Hypocalcemia was reported in 6% of patients and was significantly more common for the following variables: women, age <65 years, patients from the Northeast, total thyroidectomy ± neck dissection patients, low-volume surgical care, malignancy, recurrent laryngeal nerve injury, and patients with disorders of magnesium or phosphate metabolism (P < .001). Magnesium and phosphate disorders were present in <1% of patients. Magnesium disorders were significantly more likely for patients with hypocalcemia (7%; P < .001), and hypocalcemia was present in 52% of patients with magnesium disorders (P < .001). On multiple logistic regression analysis, the odds of hypocalcemia were greatest for patients with magnesium disorders (odds ratio, 12.71; 95% confidence interval, 8.59-18.82). This relationship was not attenuated by high-volume surgical care. Hypocalcemia and magnesium disorders were both associated with increased length of stay and costs, with a greater effect for magnesium disorders than for hypocalcemia (P < .001).

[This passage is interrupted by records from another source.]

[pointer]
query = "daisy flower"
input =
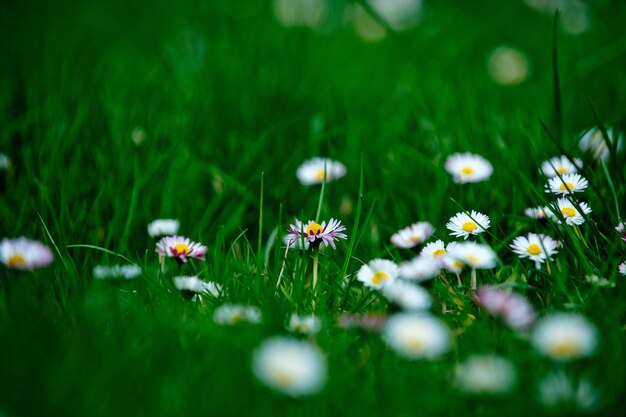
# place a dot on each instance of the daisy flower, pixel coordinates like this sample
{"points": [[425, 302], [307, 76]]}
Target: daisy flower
{"points": [[293, 367], [407, 295], [412, 235], [24, 254], [378, 273], [466, 224], [421, 268], [593, 141], [235, 313], [116, 271], [193, 285], [536, 247], [304, 324], [163, 227], [567, 184], [417, 335], [316, 233], [570, 211], [564, 336], [512, 308], [485, 374], [467, 167], [312, 171], [559, 391], [560, 165], [181, 248]]}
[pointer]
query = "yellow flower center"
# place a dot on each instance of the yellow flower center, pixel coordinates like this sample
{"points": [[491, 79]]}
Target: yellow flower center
{"points": [[379, 277], [469, 227], [568, 212], [314, 229], [16, 260], [533, 249], [564, 349], [180, 249]]}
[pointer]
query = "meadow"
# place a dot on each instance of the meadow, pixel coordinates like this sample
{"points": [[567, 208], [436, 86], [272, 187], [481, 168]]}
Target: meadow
{"points": [[115, 114]]}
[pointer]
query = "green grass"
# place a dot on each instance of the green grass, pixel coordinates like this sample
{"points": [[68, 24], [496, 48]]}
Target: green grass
{"points": [[231, 104]]}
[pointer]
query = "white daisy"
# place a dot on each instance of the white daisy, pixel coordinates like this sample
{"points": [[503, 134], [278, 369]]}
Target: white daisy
{"points": [[593, 141], [163, 227], [565, 336], [181, 248], [315, 233], [312, 171], [467, 167], [116, 271], [197, 286], [560, 165], [466, 224], [24, 254], [570, 212], [378, 273], [559, 391], [417, 336], [536, 247], [420, 268], [567, 184], [235, 313], [293, 367], [304, 324], [412, 235], [485, 374], [474, 255], [512, 308], [407, 295]]}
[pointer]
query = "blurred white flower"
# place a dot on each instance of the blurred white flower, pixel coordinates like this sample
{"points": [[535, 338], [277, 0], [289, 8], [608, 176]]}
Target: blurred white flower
{"points": [[312, 171], [507, 66], [293, 367], [467, 167], [564, 336], [230, 314], [485, 374], [559, 391], [417, 336]]}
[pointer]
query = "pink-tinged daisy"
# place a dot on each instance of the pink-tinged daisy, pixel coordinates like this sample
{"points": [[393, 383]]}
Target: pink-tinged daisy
{"points": [[312, 171], [24, 254], [468, 167], [566, 184], [512, 308], [181, 248], [412, 235], [466, 224], [536, 247], [560, 165], [316, 233], [570, 211]]}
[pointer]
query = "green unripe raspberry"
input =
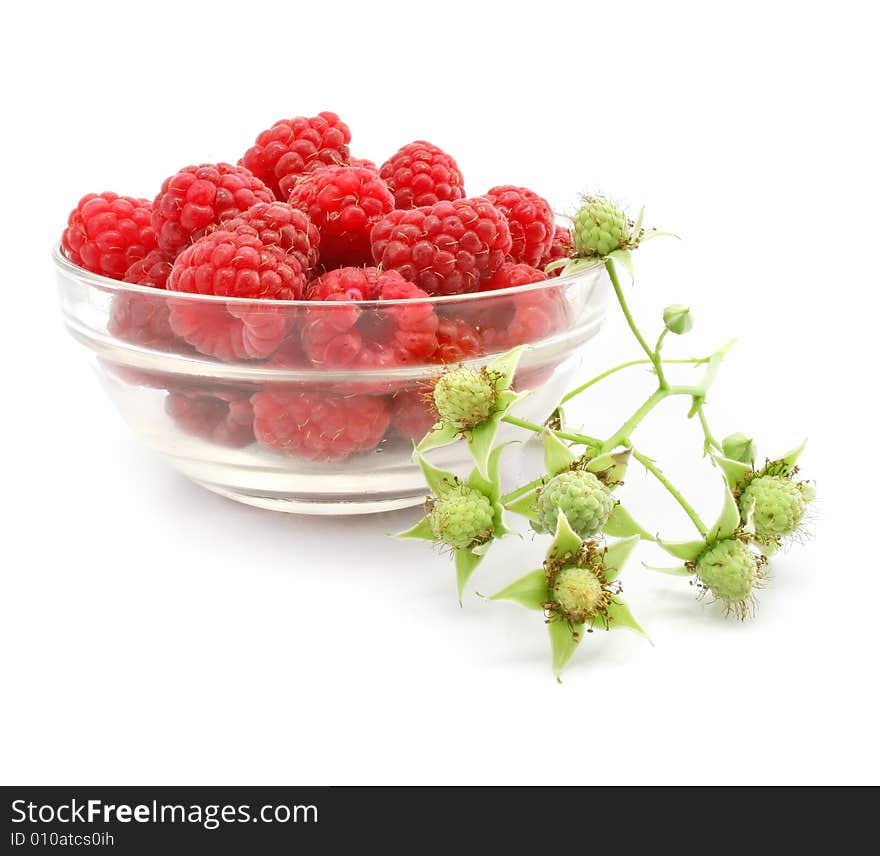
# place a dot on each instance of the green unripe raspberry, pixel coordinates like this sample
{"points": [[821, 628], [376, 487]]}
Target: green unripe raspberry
{"points": [[739, 447], [728, 569], [465, 398], [584, 500], [462, 517], [599, 228], [578, 593], [779, 506], [678, 319]]}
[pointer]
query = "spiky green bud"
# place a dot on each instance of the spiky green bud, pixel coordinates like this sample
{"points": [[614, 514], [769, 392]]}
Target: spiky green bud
{"points": [[578, 594], [462, 517], [730, 570], [465, 397], [777, 506], [739, 447], [678, 319], [599, 228], [581, 496]]}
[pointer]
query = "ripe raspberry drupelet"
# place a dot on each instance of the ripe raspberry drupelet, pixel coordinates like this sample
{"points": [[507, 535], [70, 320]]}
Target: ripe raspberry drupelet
{"points": [[457, 341], [292, 147], [198, 197], [422, 174], [280, 225], [531, 222], [369, 337], [221, 416], [447, 248], [519, 319], [107, 233], [234, 264], [319, 427], [344, 203], [561, 248], [412, 413], [152, 270]]}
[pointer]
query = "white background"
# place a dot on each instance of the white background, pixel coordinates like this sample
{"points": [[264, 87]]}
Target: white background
{"points": [[155, 633]]}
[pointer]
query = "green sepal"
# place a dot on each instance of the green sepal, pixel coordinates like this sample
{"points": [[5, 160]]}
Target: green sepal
{"points": [[619, 616], [490, 486], [621, 525], [676, 571], [625, 258], [505, 367], [529, 591], [489, 481], [748, 523], [438, 480], [481, 438], [564, 639], [552, 266], [557, 456], [565, 542], [728, 520], [612, 466], [575, 265], [734, 471], [480, 441], [466, 562], [616, 555], [527, 506], [440, 435], [637, 227], [689, 551], [421, 530]]}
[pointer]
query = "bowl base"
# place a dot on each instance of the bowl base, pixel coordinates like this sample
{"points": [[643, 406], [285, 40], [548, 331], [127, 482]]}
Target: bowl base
{"points": [[315, 505]]}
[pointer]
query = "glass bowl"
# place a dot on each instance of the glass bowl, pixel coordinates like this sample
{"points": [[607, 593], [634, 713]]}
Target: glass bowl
{"points": [[304, 406]]}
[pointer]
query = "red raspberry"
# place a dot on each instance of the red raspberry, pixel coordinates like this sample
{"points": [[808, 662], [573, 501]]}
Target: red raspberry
{"points": [[221, 416], [561, 248], [142, 320], [412, 414], [531, 221], [457, 341], [351, 336], [344, 202], [512, 275], [447, 248], [291, 146], [237, 264], [152, 270], [523, 318], [290, 353], [363, 162], [197, 197], [234, 264], [107, 233], [319, 427], [278, 224], [421, 174]]}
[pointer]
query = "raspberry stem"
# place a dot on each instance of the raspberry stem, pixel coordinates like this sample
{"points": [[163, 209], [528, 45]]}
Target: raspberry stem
{"points": [[710, 441], [652, 468], [652, 354], [580, 439], [521, 491], [585, 386]]}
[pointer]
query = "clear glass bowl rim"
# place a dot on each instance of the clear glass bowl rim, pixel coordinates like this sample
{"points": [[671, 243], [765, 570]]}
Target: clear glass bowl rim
{"points": [[69, 269]]}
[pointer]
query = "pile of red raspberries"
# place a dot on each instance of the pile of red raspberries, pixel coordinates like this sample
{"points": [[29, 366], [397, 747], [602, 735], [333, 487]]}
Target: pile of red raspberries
{"points": [[300, 219]]}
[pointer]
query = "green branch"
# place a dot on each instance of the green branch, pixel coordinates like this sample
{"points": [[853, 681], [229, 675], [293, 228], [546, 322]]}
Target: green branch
{"points": [[655, 471]]}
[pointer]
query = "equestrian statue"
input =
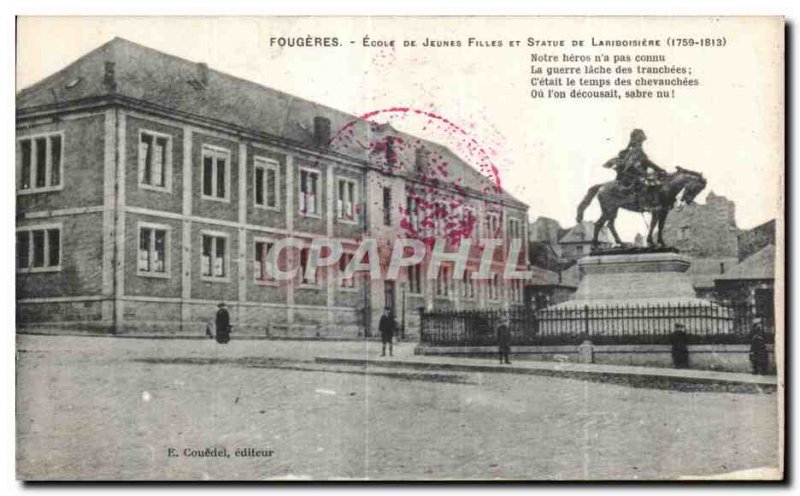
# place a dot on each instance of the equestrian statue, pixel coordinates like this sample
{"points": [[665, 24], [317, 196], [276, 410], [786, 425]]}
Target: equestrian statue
{"points": [[640, 186]]}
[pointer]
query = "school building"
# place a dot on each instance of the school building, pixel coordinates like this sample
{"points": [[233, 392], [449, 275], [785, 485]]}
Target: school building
{"points": [[150, 188]]}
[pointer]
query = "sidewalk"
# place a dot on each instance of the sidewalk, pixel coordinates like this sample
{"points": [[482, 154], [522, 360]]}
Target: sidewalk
{"points": [[404, 358]]}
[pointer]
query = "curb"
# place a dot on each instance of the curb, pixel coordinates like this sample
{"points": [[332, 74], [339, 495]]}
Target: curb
{"points": [[633, 377]]}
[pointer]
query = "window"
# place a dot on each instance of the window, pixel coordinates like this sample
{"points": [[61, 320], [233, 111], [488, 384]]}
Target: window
{"points": [[41, 162], [214, 263], [305, 254], [216, 172], [439, 219], [387, 206], [309, 192], [39, 249], [346, 200], [153, 250], [516, 290], [494, 287], [492, 224], [155, 160], [514, 228], [414, 273], [266, 183], [262, 249], [348, 282], [412, 212]]}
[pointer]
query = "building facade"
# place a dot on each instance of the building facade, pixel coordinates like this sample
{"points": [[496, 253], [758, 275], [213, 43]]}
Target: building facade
{"points": [[150, 188]]}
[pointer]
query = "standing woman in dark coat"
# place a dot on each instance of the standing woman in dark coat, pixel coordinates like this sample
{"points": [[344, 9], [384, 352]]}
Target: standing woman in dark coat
{"points": [[223, 324]]}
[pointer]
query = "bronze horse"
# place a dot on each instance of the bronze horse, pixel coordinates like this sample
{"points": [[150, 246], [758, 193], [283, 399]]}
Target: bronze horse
{"points": [[613, 196]]}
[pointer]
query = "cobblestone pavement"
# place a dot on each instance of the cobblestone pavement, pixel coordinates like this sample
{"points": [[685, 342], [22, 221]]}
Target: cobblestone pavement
{"points": [[106, 408]]}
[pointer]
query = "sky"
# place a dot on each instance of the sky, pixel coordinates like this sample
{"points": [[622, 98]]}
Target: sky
{"points": [[548, 151]]}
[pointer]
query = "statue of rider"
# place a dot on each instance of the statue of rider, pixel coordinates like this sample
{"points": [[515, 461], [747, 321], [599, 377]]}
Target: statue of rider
{"points": [[634, 168]]}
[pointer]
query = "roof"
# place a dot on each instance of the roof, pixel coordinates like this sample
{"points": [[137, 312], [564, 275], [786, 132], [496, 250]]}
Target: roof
{"points": [[584, 232], [760, 265], [176, 84]]}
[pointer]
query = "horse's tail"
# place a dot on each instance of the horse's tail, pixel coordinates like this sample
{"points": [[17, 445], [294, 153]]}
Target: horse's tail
{"points": [[587, 200]]}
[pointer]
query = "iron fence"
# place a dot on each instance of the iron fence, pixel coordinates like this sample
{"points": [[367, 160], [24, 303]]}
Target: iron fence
{"points": [[614, 324]]}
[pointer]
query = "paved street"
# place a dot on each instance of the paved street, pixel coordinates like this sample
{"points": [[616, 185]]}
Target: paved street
{"points": [[106, 408]]}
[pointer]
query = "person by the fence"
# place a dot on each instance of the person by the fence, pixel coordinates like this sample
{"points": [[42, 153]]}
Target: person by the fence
{"points": [[504, 341], [758, 349], [387, 327], [680, 351], [223, 324]]}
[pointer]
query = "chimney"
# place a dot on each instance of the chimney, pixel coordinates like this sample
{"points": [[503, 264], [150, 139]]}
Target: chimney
{"points": [[202, 73], [109, 76], [322, 131]]}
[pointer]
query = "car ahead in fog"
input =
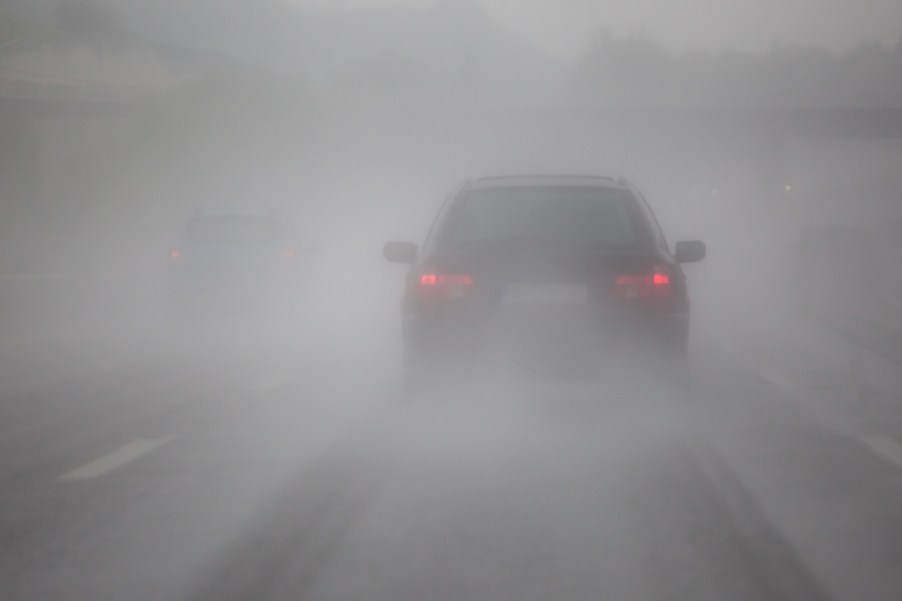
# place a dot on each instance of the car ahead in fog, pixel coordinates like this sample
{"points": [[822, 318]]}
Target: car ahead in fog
{"points": [[228, 263], [566, 273]]}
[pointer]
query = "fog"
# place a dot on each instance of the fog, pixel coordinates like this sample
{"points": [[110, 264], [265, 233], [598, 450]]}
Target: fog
{"points": [[778, 146]]}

Disorders of magnesium metabolism are an independent risk factor for postthyroidectomy hypocalcemia and are associated with significantly increased costs and length of stay.
确定甲状腺手术后低钙血症的相关因素,并了解低钙血症、住院时间和护理费用之间的关系。
回顾性数据库分析。
通过交叉表和多变量回归模型分析了2001年至2010年全国住院患者样本中620744例行甲状腺手术患者的出院数据。将低钙血症、住院时间和费用作为因变量进行研究。次要自变量包括镁和磷代谢紊乱、维生素D缺乏、绝经、性别、手术范围、恶性肿瘤和外科医生手术量。
6%的患者报告有低钙血症,在以下变量中更为常见:女性、年龄<65岁、来自东北部的患者、全甲状腺切除术±颈部清扫术患者、低手术量护理、恶性肿瘤、喉返神经损伤以及镁或磷代谢紊乱患者(P<.001)。<1%的患者存在镁和磷紊乱。低钙血症患者出现镁紊乱的可能性显著更高(7%;P<.001),52%的镁紊乱患者存在低钙血症(P<.001)。多因素逻辑回归分析显示,镁紊乱患者发生低钙血症的几率最高(优势比,12.71;95%置信区间,8.59 - 18.82)。高手术量护理并未减弱这种关系。低钙血症和镁紊乱均与住院时间延长和费用增加相关,镁紊乱的影响比低钙血症更大(P<.001)。
镁代谢紊乱是甲状腺切除术后低钙血症的独立危险因素,且与费用显著增加和住院时间延长相关。